S3 Express One
In late 2023, AWS announced the S3 Express One Zone, a high-speed variant of traditional S3 buckets.
Goose can read S3 Express One buckets using the httpfs extension.
Credentials and Configuration
The configuration of S3 Express One buckets is similar to regular S3 buckets with one exception: you must specify the endpoint according to the following pattern:
s3express-⟨availability_zone⟩.⟨region⟩.amazonaws.com
where the ⟨availability_zone⟩ (e.g., use-az5) can be obtained from the S3 Express One bucket's configuration page and the
⟨region⟩ is the AWS region (e.g., us-east-1).
For example, to allow Goose to use an S3 Express One bucket, configure the Secrets manager as follows:
CREATE SECRET (
TYPE s3,
KEY_ID '⟨AKIAIOSFODNN7EXAMPLE⟩',
SECRET '⟨wJalrXUtnFEMI/K7MDENG/bPxRfiCYEXAMPLEKEY⟩',
REGION '⟨us-east-1⟩',
ENDPOINT 's3express-⟨use1-az5⟩.⟨us-east-1⟩.amazonaws.com'
);
Instance Location
For best performance, ensure the EC2 instance is in the same availability zone as the S3 Express One bucket you are querying.
To determine the mapping between zone names and zone IDs, use the aws ec2 describe-availability-zones command.
-
Zone name to zone ID mapping:
aws ec2 describe-availability-zones --output json \
| jq -r '.AvailabilityZones[] | select(.ZoneName == "us-east-1f") | .ZoneId'use1-az5 -
Zone ID to zone name mapping:
aws ec2 describe-availability-zones --output json \
| jq -r '.AvailabilityZones[] | select(.ZoneId == "use1-az5") | .ZoneName'us-east-1f
Querying
You can query the S3 Express One bucket like any other S3 bucket:
SELECT *
FROM 's3://express-bucket-name--use1-az5--x-s3/my-file.parquet';
Performance
The following experiments were run on a c7gd.12xlarge instance using the LDBC SF300 Comments creationDate Parquet file (also used in the microbenchmarks of the performance guide).

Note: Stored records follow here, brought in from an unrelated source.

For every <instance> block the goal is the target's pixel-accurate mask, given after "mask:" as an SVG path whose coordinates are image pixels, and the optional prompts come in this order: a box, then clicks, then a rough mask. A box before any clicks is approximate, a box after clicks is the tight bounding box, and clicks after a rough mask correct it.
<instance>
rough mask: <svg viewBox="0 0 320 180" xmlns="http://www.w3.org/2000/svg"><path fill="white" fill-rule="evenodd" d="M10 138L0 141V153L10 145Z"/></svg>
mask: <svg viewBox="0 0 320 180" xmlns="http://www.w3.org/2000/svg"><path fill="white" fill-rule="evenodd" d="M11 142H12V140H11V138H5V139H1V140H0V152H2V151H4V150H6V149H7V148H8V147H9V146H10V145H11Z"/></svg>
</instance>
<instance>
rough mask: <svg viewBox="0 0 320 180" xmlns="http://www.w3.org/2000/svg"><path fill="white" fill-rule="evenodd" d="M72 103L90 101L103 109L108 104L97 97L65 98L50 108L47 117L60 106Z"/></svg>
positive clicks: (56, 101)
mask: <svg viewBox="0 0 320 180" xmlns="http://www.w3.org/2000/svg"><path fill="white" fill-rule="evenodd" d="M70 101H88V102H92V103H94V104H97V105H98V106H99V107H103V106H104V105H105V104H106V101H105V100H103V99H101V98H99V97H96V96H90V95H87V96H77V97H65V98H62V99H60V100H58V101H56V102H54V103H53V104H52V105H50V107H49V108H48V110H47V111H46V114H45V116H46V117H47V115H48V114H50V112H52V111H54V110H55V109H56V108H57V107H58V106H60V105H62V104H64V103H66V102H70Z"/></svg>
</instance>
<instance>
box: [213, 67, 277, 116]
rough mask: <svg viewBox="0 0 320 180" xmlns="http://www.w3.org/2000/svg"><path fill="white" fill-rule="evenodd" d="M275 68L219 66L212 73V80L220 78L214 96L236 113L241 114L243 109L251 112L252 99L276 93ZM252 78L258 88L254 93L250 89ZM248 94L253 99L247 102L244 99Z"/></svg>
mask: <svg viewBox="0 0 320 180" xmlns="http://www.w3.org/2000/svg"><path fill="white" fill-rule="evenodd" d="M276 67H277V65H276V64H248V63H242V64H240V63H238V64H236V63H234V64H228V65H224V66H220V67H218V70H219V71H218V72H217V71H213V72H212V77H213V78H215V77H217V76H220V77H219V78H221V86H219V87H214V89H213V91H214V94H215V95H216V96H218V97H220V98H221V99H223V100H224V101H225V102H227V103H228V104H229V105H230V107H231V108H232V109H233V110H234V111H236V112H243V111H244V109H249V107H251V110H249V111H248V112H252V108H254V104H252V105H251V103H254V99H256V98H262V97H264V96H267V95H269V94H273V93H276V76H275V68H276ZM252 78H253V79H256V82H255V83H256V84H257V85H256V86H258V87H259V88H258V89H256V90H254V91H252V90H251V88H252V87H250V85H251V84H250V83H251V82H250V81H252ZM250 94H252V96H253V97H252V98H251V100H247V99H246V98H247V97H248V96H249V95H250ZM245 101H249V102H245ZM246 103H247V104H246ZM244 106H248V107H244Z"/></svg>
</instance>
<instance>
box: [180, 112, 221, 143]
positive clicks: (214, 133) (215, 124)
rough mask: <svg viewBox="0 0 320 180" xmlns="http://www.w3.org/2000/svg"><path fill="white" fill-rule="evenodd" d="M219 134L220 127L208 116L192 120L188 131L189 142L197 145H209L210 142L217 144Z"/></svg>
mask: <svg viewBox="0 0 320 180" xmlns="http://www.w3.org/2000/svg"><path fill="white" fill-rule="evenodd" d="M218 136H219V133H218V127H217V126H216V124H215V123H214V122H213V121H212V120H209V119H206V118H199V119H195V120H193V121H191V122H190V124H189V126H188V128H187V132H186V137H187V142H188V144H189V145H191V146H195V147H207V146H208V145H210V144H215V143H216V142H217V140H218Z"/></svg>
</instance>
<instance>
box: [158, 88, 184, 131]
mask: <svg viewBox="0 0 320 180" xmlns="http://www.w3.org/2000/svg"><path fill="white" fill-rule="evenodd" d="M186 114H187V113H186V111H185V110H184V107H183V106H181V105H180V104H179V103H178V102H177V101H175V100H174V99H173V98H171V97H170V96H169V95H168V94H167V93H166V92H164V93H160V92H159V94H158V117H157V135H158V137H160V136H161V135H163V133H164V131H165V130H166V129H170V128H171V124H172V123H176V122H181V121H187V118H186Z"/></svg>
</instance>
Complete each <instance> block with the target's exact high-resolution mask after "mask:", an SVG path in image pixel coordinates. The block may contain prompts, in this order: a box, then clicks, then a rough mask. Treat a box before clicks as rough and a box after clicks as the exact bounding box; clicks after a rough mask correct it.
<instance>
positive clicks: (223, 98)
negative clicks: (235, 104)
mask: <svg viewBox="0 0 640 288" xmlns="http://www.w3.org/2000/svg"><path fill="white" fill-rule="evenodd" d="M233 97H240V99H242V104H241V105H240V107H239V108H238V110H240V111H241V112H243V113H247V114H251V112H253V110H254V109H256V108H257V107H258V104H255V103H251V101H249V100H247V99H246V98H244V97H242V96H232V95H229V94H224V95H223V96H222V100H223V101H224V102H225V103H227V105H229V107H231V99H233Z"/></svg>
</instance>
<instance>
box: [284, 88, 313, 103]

| Experiment | File size | Runtime |
|---|---|---|
| Loading only from Parquet | 4.1 GB | 3.5 s |
| Creating local table from Parquet | 4.1 GB | 5.1 s |
The “loading only” variant is running the load as part of an EXPLAIN ANALYZE statement to measure the runtime without actually creating a local table, while the “creating local table” variant uses CREATE TABLE ... AS SELECT to create a persistent table on the local disk.